The appellate structure runs from CCI to the National Company Law Appellate Tribunal (NCLAT) and then to the Supreme Court on questions of law. The NCLAT has seen a meaningful body of jurisprudence develop on combination orders and abuse findings, and Supreme Court decisions have clarified several procedural and substantive questions, including the standard for AAEC and the scope of the Director General's investigative powers.

The Competition Amendment Act, 2023 introduced three significant changes: a deal value threshold for combination filings (transactions valued above ₹2,000 crore where the target has substantial business operations in India now require CCI approval regardless of asset or turnover size); a formal settlement and commitment mechanism, allowing parties under investigation to offer settlements and avoid contested proceedings; and significantly higher penalties for gun-jumping — implementing a combination before CCI approval can now attract penalties up to 1% of total assets or turnover, whichever is higher.


Merger Control: CCI Combination Filings

A CCI filing is mandatory when a proposed combination meets the jurisdictional thresholds set out in Section 5 of the Act.
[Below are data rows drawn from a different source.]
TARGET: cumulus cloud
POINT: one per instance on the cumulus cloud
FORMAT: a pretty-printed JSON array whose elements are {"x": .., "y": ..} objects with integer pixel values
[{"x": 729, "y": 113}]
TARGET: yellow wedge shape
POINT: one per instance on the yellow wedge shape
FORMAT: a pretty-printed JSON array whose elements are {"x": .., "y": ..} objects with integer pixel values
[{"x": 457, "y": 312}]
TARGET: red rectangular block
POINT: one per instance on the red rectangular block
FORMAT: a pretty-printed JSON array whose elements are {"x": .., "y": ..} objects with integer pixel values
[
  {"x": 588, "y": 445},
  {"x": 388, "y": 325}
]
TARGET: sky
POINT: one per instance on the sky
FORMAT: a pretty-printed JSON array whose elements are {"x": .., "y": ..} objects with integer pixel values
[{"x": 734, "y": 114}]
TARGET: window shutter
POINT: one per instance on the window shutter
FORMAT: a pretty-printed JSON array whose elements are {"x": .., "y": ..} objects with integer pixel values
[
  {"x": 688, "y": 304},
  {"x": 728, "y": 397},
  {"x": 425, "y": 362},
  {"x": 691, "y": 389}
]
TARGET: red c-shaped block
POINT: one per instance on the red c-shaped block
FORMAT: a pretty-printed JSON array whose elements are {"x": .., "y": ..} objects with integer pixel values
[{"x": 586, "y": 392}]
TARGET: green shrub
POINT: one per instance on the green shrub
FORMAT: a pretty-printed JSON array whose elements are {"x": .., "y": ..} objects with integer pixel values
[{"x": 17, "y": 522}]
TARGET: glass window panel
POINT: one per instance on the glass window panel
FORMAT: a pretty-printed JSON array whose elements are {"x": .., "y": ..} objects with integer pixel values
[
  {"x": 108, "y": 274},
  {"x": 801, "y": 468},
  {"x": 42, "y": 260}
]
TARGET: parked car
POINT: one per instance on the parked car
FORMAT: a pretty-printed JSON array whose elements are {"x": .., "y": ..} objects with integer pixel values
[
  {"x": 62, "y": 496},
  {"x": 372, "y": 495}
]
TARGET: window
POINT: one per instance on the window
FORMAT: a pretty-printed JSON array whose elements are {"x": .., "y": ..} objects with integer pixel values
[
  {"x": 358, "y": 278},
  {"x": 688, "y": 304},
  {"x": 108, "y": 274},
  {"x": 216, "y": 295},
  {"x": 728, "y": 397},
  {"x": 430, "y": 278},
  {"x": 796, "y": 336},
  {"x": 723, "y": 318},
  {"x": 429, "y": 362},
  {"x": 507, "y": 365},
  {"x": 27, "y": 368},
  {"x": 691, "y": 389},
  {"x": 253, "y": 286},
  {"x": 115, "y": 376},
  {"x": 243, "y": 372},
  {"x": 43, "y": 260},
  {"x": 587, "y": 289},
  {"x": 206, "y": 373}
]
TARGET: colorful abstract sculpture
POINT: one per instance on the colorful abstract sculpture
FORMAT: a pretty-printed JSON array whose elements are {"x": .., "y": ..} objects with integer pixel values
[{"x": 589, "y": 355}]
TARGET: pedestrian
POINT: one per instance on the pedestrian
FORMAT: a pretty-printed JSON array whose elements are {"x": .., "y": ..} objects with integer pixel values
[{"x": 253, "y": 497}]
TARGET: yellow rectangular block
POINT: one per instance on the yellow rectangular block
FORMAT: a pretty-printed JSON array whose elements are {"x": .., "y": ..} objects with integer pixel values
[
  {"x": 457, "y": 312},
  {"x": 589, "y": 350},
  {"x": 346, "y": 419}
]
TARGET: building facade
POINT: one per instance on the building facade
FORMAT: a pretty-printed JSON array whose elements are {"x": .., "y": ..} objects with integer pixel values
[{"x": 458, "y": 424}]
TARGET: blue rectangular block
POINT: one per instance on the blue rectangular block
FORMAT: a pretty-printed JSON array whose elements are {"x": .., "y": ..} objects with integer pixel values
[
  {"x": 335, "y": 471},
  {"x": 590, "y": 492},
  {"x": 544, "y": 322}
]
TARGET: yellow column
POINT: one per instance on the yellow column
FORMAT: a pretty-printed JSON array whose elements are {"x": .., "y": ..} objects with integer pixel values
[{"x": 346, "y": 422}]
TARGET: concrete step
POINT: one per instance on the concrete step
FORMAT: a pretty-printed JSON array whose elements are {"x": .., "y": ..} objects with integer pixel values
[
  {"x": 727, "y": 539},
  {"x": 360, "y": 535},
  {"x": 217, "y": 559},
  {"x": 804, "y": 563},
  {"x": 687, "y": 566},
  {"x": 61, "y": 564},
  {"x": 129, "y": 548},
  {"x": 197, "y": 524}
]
The primary thresholds are based on combined assets and turnover — in India and globally — of the parties to the transaction. The 2023 amendments layered a deal value threshold on top of these: if the transaction value exceeds ₹2,000 crore and the target has substantial business operations in India (assessed by a proxy test on revenue, users, or gross merchandise value), a filing is mandatory regardless of asset or turnover size. This catches technology and platform acquisitions where the target may be pre-revenue or asset-light but commercially significant.

Form I versus Form II

Most combinations are filed on Form I — the short form — which is available where the transaction does not give rise to significant horizontal overlaps (typically below 15% combined market share) or vertical relationships. Form I filings are reviewed within 30 working days, and in practice most straightforward transactions are cleared within that window. Form II, the long form, is required where the parties have substantial horizontal overlaps or vertical links, and the review timeline is longer — up to 150 working days — as it involves a Phase II investigation with detailed market inquiries, third-party submissions, and potentially the negotiation of remedies.

Remedies in Phase II proceedings can be structural (divestiture of overlapping businesses) or behavioural (conduct commitments). The 2023 settlement and commitment framework has added a new dimension: parties can now offer commitments during Phase I or Phase II to address concerns without CCI issuing a cease-and-desist order, which provides more flexibility than a contested review but requires careful calibration of what is offered.

Gun-Jumping

Gun-jumping — implementing a combination, or taking steps that effectively transfer control, before CCI clearance — is a serious compliance risk. The CCI has fined parties for gun-jumping even in transactions that were ultimately approved on the merits. The 2023 amendments raised the stakes considerably: penalties for gun-jumping are now up to 1% of the combined assets or turnover of the parties, whichever is higher. In large transactions, this can be a material number. Parties and their advisers need to think carefully about what steps they can and cannot take between signing and closing, including information exchange, operational integration, and board representation.

Green Channel

The green channel route, introduced in 2019, allows automatic approval of combinations where the parties have no horizontal, vertical, or complementary overlaps in India whatsoever. A green channel filing is deemed approved on the day of filing, which is a significant advantage in time-sensitive deals. However, the conditions for green channel eligibility are strict, and misusing the route — filing as green channel when there are in fact overlaps — carries serious consequences including deemed invalidity of the deemed approval.

Timing tip: CCI filings can be made post-signing but must precede closing. In M&A transactions with Indian regulatory exposure, competition counsel should be brought in at the term sheet stage, not after signing — the structure of the deal, the way thresholds are calculated, and the scope of pre-closing covenants all benefit from early review.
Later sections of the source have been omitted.